Logging and Debugging
Ceph component debug log levels can be adjusted at runtime, while services are
running. In some circumstances you might want to adjust debug log levels in
ceph.conf
or in the central config store. Increased debug logging can be
useful if you are encountering issues when operating your cluster. By default,
Ceph log files are in /var/log/ceph
; containerized deployments often log
elsewhere under /var/log
.
Tip
Remember that debug output can slow down your system, and that this latency sometimes hides race conditions.
Debug logging is resource intensive. If you encounter a problem in a specific component of your cluster, begin troubleshooting by enabling logging for only that component. For example, if your OSDs are running without errors, but your CephFS metadata servers (MDS) are not, enable logging for specific instances that are having problems.

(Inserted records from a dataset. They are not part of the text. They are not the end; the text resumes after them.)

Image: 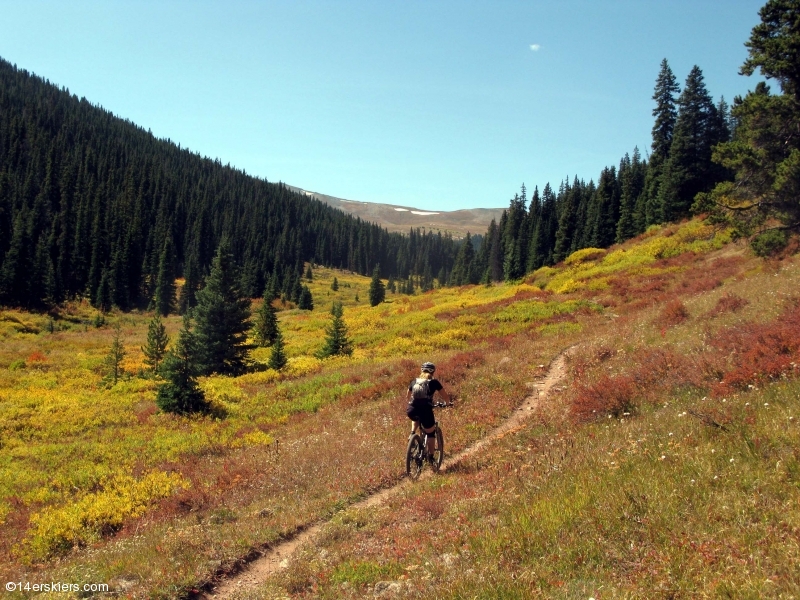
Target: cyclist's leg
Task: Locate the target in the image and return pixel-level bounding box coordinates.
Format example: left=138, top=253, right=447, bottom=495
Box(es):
left=422, top=424, right=436, bottom=456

Continue by enabling logging for each subsystem only as needed.
Important
Verbose logging sometimes generates over 1 GB of data per hour. If the disk that your operating system runs on (your “OS disk”) reaches its capacity, the node associated with that disk will stop working.
Whenever you enable or increase the level of debug logging, ensure that you have ample capacity for log files, as this may dramatically increase their size. For details on rotating log files, see Accelerating Log Rotation. When your system is running well again, remove unnecessary debugging settings in order to ensure that your cluster runs optimally. Logging debug-output messages is a slow process and a potential waste of your cluster’s resources.
For details on available settings, see Subsystem, Log and Debug Settings.
Runtime
To see configuration settings at runtime, log in to a host that has a running daemon and run a command of the following form:
ceph daemon {daemon-name} config show | less
For example:
ceph daemon osd.0 config show | less
To activate Ceph’s debugging output (that is, the dout()
logging function)
at runtime, inject arguments into the runtime configuration by running a ceph
tell
command of the following form:
ceph tell {daemon-type}.{daemon id or *} config set {name} {value}
Here {daemon-type}
is osd
, mon
, or mds
. Apply the runtime
setting either to a specific daemon (by specifying its ID) or to all daemons of
a particular type (by using the *
wildcard as the ID). For example, to increase
debug logging for a specific ceph-osd
daemon named osd.0
, run the
following command:
ceph tell osd.0 config set debug_osd 0/5
The ceph tell
command goes through the monitors. However, if you are unable
to bind to the monitor, there is another method that can be used to activate
Ceph’s debugging output: use the ceph daemon
command to log in to the host
of a specific daemon and change the daemon’s configuration. For example:
sudo ceph daemon osd.0 config set debug_osd 0/5
For details on available settings, see Subsystem, Log and Debug Settings.
Boot Time
To activate Ceph’s debugging output (that is, the dout()
logging function)
at boot time, you must add settings to your Ceph configuration file (or
set corresponding values in the central config store).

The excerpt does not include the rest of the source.